Process mining can help organizations by extracting knowledge from event logs. However, process mining techniques often assume business processes are stationary, while actual business processes are constantly subject to change because of the complexity of organizations and their external environment. Thus, addressing process changes over time – known as concept drifts – allows for a better understanding of process behavior and can provide a competitive edge for organizations, especially in an online data stream scenario. Current approaches to handling process concept drift focus primarily on detecting and locating concept drifts, often through an integrated, albeit offline, approach.
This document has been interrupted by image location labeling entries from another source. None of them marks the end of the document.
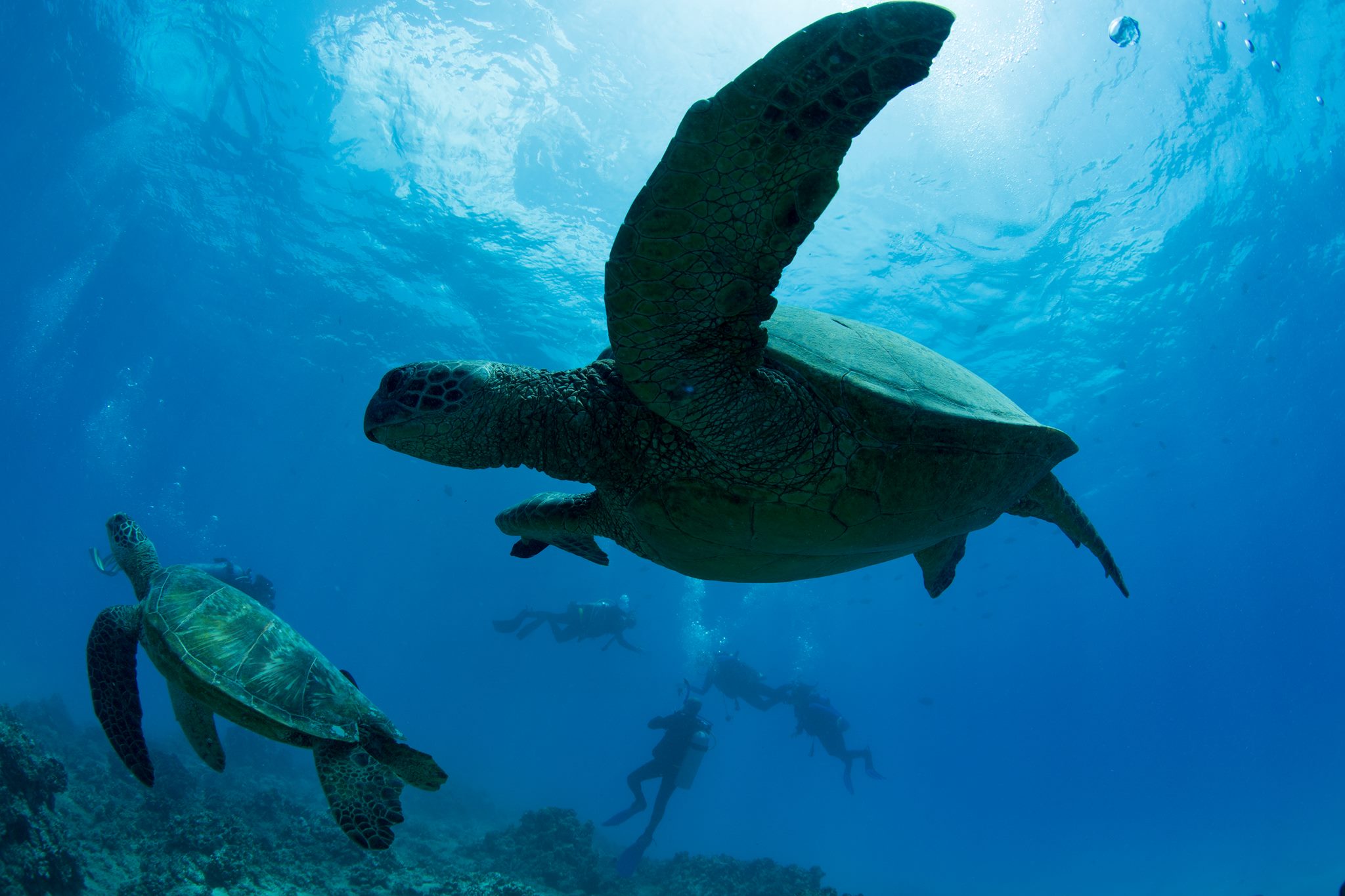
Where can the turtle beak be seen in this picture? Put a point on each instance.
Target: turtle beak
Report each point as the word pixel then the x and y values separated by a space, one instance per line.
pixel 384 408
pixel 378 413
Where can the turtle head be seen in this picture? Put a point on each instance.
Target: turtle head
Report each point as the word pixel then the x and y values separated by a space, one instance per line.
pixel 451 413
pixel 132 551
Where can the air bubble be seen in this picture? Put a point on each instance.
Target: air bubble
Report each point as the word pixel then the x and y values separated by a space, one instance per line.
pixel 1124 32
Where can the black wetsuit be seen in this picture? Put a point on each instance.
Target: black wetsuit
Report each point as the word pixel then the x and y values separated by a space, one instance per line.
pixel 255 585
pixel 736 680
pixel 669 754
pixel 817 717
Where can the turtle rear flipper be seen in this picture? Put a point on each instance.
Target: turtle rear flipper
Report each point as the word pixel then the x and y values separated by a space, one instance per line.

However, part of these integrated approaches rely on complex data structures related to tree-based process models, usually discovered through algorithms whose results are influenced by specific heuristic rules. Moreover, most of the proposed approaches have not been tested on public true concept drift-labeled event logs commonly used as benchmark, making comparative analysis difficult. In this article, we propose an online approach to detect and localize concept drifts in an integrated way using batch and stream trace clustering support. In our approach, cluster models provide input information for both concept drift detection and localization methods. Each cluster abstracts a behavior profile underlying the process and reveals descriptive information about the discovered concept drifts. Experiments with benchmark synthetic event logs with different control-flow changes, as well as with real-world event logs, showed that our approach, when relying on the same clustering model, is competitive in relation to baselines concept drift detection method. In addition, the experiment showed our approach is able to correctly locate the concept drifts detected and allows the analysis of such concept drifts through different process behavior profiles.

查看原文本刊更多论文

基于批和流轨迹聚类支持的过程挖掘中概念漂移的集成检测与定位

流程挖掘可以通过从事件日志中提取知识来帮助组织。然而，流程挖掘技术通常假设业务流程是固定的，而实际的业务流程由于组织及其外部环境的复杂性而不断变化。因此，处理随时间变化的过程变化——称为概念漂移——允许更好地理解过程行为，并且可以为组织提供竞争优势，特别是在在线数据流场景中。目前处理过程概念漂移的方法主要集中于检测和定位概念漂移，通常是通过一种集成的(尽管是离线的)方法。然而，这些集成方法的一部分依赖于与基于树的过程模型相关的复杂数据结构，通常通过算法发现，其结果受特定启发式规则的影响。此外，大多数提出的方法尚未在通常用作基准的公开真实概念漂移标记事件日志上进行测试，这使得比较分析变得困难。在本文中，我们提出了一种在线方法，利用批处理和流跟踪聚类支持，以集成的方式检测和定位概念漂移。在我们的方法中，聚类模型为概念漂移检测和定位方法提供输入信息。每个聚类都抽象出一个过程底层的行为概况，并揭示关于发现的概念漂移的描述性信息。对具有不同控制流变化的基准合成事件日志以及实际事件日志进行的实验表明，当依赖于相同的聚类模型时，我们的方法与基线概念漂移检测方法相比具有竞争力。此外，实验表明，我们的方法能够正确定位检测到的概念漂移，并允许通过不同的过程行为配置文件分析这种概念漂移。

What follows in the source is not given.